Mayor Bill de Blasio was grazed by an e-scooter driver on Monday morning in Lower Manhattan. According to the NY Post, the mayor was walking at Pearl and Water Streets at around 10:15 a.m. in the course of visiting a school, when a man and his 7-year-old daughter on an electric scooter "ran into his arm."

The mayor was uninjured, but the rider and his daughter fell from the scooter and suffered minor scrapes; de Blasio reportedly "rushed to make sure the man and his daughter were OK and gave them a Kleenex," the Post reported.

De Blasio press secretary Bill Neidhardt told Gothamist, "The Mayor had a walk sign."

Neidhardt added, “City Hall encourages everyone to obey traffic signals and wear a helmet."

Uptown, near Columbus Circle, an 82-year-old woman was reportedly hit by a Revel scooter driver on Tuesday morning as she was crossing the street.

In 2019 there were 165,707 crashes that did not cause injuries in New York City—roughly 450 every single day. There were 45,330 crashes on city streets in 2019 that resulted in injury or death.

At least 170 people have been killed in traffic violence in New York City this year so far, including nine children; 220 were killed in 2019.

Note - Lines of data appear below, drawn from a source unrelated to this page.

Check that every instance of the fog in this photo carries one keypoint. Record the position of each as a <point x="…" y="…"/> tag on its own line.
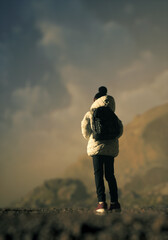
<point x="53" y="57"/>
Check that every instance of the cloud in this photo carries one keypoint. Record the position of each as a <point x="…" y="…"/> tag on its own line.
<point x="144" y="97"/>
<point x="24" y="63"/>
<point x="146" y="20"/>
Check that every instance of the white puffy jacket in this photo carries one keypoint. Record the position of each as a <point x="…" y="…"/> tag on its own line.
<point x="105" y="147"/>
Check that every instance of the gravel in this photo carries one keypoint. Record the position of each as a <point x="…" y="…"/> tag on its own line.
<point x="80" y="224"/>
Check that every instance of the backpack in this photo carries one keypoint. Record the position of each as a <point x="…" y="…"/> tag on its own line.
<point x="105" y="124"/>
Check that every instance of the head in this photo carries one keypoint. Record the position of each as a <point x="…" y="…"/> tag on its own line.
<point x="102" y="92"/>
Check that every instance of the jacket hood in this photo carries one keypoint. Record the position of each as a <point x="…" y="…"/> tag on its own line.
<point x="105" y="101"/>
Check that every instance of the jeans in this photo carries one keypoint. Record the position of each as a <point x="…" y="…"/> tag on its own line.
<point x="100" y="161"/>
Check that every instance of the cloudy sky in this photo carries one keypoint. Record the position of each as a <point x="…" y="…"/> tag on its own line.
<point x="53" y="57"/>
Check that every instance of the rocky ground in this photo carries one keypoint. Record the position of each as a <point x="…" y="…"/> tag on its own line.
<point x="75" y="224"/>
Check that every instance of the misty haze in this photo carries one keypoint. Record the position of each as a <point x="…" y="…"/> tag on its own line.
<point x="54" y="55"/>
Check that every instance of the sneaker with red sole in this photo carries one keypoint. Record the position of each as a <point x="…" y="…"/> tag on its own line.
<point x="101" y="207"/>
<point x="115" y="207"/>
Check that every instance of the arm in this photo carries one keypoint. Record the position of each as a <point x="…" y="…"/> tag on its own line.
<point x="86" y="126"/>
<point x="121" y="128"/>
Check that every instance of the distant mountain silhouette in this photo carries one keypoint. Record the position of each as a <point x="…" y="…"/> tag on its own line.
<point x="142" y="165"/>
<point x="141" y="169"/>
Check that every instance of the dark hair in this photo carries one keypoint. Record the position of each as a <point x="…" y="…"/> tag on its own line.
<point x="102" y="92"/>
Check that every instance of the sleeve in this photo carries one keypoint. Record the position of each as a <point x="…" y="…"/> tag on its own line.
<point x="86" y="126"/>
<point x="121" y="128"/>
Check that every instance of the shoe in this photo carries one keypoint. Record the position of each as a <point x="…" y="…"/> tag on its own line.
<point x="115" y="207"/>
<point x="101" y="207"/>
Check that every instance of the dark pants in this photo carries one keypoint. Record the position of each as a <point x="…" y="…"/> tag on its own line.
<point x="100" y="161"/>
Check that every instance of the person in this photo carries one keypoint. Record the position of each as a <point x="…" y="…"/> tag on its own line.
<point x="103" y="153"/>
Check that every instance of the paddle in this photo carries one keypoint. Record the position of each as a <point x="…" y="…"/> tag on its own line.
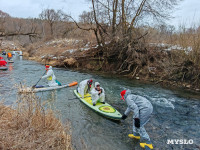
<point x="38" y="81"/>
<point x="77" y="98"/>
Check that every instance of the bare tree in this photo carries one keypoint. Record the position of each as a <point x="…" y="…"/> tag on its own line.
<point x="51" y="16"/>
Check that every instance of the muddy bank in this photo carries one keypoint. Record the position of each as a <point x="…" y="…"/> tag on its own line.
<point x="132" y="60"/>
<point x="30" y="126"/>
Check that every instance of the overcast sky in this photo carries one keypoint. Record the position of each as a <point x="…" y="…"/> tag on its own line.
<point x="188" y="11"/>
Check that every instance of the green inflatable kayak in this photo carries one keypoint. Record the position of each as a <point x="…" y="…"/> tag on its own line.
<point x="105" y="110"/>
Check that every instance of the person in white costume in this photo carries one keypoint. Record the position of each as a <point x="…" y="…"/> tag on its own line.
<point x="98" y="93"/>
<point x="85" y="87"/>
<point x="50" y="76"/>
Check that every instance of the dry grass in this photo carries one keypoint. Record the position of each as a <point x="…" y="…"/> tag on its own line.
<point x="31" y="126"/>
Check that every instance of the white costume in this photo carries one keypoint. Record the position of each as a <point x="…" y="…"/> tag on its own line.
<point x="83" y="87"/>
<point x="96" y="96"/>
<point x="50" y="77"/>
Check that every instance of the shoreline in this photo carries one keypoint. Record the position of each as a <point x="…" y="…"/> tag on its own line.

New York City's policy on e-bikes and e-scooters has long been plagued by inconsistency and confusion. Meanwhile, motor vehicle traffic continues to clog city streets as New Yorkers avoid public transit during the pandemic, and restaurants are forced to serve patrons in the street to stay afloat. Bicycle traffic measured over the bridges into Manhattan has soared.

For years, Mayor de Blasio directed the NYPD to seize the kind of throttle-based e-bikes popularized by immigrant delivery workers, despite no evidence to prove they were more dangerous than regular bikes, and as companies like Amazon, UPS, and Citi Bike employed essentially the same technology without incident.

Last year, New York State finally legalized e-bikes and e-scooters, with a specific prohibition on e-scooter pilots in Manhattan. (Revel gets around this because they are technically Class B limited use motorcycles, or mopeds). After a series of rider deaths, Revel instituted a handful of new safety policies.) E-bikes are also technically illegal on the Hudson River Greenway, another carve-out .

The City Council passed laws legalizing electric bikes and scooters them this summer, and opened the door for a scooter pilot in March of 2021.

This story has been changed to correctly reflect Revel's state classification.